Used Condoms From 'Cruising' Tourists are Killing Giant Lizards on Spanish Beach

Some vacationers' "adult" activities are interfering with the wellbeing of the Canary Islands' natural species and habitat, said researchers.

The new study, published in the Journal of Environmental Management's January 2022 issue, examined the impact of public sexual activity on the "protected coastal dunefield" of Gran Canaria, one of Spain's Canary Islands—and what they found suggested that "what's fun for humans can be bad for wildlife."

Specifically, researchers looked at the practice of "cruising" in the region, where individuals seek partners and perform sexual acts in public spaces. On the Dunes of Maspalomas, which is legally protected as a nature reserve, researchers said that cruising activity is causing "significant degradation" to the environment.

Explained study co-author Patrick Hesp in The Conversation: "We studied almost 300 sex spots across the vegetated section of these dunes, and found damage to 10 plant species, including three endemic to dune areas."

"When plants suffer, so do the animals and reptiles, with rare lizards and endemic plant species notably impacted," he added.

In particular, their findings indicated that "jellyfish-eating Gran Canary giant lizards [Gallotia stehlini] have died after eating condoms left behind by pleasure seekers." The species is endemic and exclusively lives on the island, reported Gran Canaria Info. They can grow up to 80 centimeters in length (about 31.5 inches), making them the "largest true lizards" on the globe.

However, the species is known for its voracious appetite—a trait that may be contributing to its consumption of used condoms. "Giant Gran Canaria lizards will eat pretty much anything from insects to carrion," noted Gran Canaria Info. "Chuck a slice of tomato or banana at a lizard in Gran Canaria and there is a good chance it'll run over and eat it."

The lizards are also "heavily protected by law." Explained the tourism guide: "It is illegal to kill or harm them, and even to catch them."

Gran Canaria
Researchers said that cruising activity is causing "significant degradation" to the environment on the island of Gran Canaria in Spain. Sand dunes on the island of Gran Canaria, 2000. Mariana Silvia Eliano/Cover/Getty Images

Other issues observed by the researchers included damage to rare and native plant species, which are "trampled" and "cut" to create "semi-private [spaces]" in the dunes.
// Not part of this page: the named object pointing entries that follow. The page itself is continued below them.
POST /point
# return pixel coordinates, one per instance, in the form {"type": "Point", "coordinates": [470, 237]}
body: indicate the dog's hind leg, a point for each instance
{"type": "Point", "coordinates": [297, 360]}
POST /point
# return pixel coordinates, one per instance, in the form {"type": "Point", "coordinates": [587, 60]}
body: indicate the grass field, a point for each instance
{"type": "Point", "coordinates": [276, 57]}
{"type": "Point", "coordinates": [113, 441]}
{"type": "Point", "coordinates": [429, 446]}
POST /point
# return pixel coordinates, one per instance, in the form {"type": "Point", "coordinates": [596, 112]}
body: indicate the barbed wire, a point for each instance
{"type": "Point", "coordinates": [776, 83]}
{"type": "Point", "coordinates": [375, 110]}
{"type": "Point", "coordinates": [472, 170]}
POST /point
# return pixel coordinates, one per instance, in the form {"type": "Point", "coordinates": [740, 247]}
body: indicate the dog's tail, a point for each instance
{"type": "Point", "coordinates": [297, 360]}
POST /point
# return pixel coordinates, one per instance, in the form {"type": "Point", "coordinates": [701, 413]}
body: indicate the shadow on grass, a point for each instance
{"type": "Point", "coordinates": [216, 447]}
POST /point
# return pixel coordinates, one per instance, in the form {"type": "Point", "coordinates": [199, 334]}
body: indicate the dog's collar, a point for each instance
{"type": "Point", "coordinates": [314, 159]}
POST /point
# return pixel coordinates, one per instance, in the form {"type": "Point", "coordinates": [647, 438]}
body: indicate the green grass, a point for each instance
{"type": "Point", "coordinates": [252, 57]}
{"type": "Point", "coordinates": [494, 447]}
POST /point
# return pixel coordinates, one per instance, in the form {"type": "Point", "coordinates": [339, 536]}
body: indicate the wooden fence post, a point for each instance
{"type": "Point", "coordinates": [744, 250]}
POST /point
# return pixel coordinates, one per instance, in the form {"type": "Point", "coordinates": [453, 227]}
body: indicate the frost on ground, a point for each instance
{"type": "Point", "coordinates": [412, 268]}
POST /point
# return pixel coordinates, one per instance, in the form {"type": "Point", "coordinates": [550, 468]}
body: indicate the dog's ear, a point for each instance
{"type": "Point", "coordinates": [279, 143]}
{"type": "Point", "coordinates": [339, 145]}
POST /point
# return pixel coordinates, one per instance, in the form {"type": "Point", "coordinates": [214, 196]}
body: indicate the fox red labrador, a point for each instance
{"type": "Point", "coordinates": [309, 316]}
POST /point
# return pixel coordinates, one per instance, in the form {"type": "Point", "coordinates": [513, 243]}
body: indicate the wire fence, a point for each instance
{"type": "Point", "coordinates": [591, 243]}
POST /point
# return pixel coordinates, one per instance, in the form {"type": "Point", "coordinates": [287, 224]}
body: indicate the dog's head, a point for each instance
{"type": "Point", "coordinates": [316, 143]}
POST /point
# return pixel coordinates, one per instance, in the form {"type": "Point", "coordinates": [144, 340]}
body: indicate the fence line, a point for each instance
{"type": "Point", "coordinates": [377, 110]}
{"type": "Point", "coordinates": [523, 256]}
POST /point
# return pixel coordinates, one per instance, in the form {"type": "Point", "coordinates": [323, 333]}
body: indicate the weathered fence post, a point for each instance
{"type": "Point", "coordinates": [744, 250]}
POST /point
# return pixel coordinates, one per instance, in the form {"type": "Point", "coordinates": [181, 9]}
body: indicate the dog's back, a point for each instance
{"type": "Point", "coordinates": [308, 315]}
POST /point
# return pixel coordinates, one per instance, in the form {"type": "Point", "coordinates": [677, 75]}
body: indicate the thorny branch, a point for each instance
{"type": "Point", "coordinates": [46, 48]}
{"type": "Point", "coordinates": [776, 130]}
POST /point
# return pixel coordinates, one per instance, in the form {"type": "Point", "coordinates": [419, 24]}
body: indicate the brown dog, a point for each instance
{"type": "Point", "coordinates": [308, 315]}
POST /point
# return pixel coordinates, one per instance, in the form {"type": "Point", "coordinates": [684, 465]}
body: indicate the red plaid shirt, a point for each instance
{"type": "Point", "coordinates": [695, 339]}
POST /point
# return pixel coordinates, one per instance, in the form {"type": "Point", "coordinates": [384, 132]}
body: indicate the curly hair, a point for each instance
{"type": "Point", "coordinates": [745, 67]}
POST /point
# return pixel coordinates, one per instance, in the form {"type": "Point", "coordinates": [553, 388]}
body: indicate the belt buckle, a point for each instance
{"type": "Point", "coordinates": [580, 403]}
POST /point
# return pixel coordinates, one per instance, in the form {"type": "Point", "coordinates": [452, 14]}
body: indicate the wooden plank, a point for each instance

"The rare plants are the first ones to disappear. Soon, you lose connectivity for animals...The whole ecosystem starts to fragment into isolated islands, which can eventually destabilize the ecosystem as a whole," explained Hesp.

While the researchers did clarify that "sex on the beach as an isolated activity is unlikely to damage the environment," they explained that the issues come when an area attracts hundreds of individuals per day, as does Gran Canaria.

According to Hesp, the region attracted up to 14 million visitors per year, pre-COVID, many of whom were "men drawn to the gay-friendly beach resorts." Additionally, "the area [was] also popular for lesbians and heterosexual swingers."

The study found that "5,800 square metres of the dunes has been totally altered by people seeking sex." These alterations include the discarded condoms, cigarette butts, and the removal of vegetation to make "nests."

The research draws attention to the increasingly urgent issue, prompting local resorts and governmental bodies to aid in future cleanups. "We're not calling for an end to public sex," noted Hesp, "but we do want people to be aware of the damage it can do."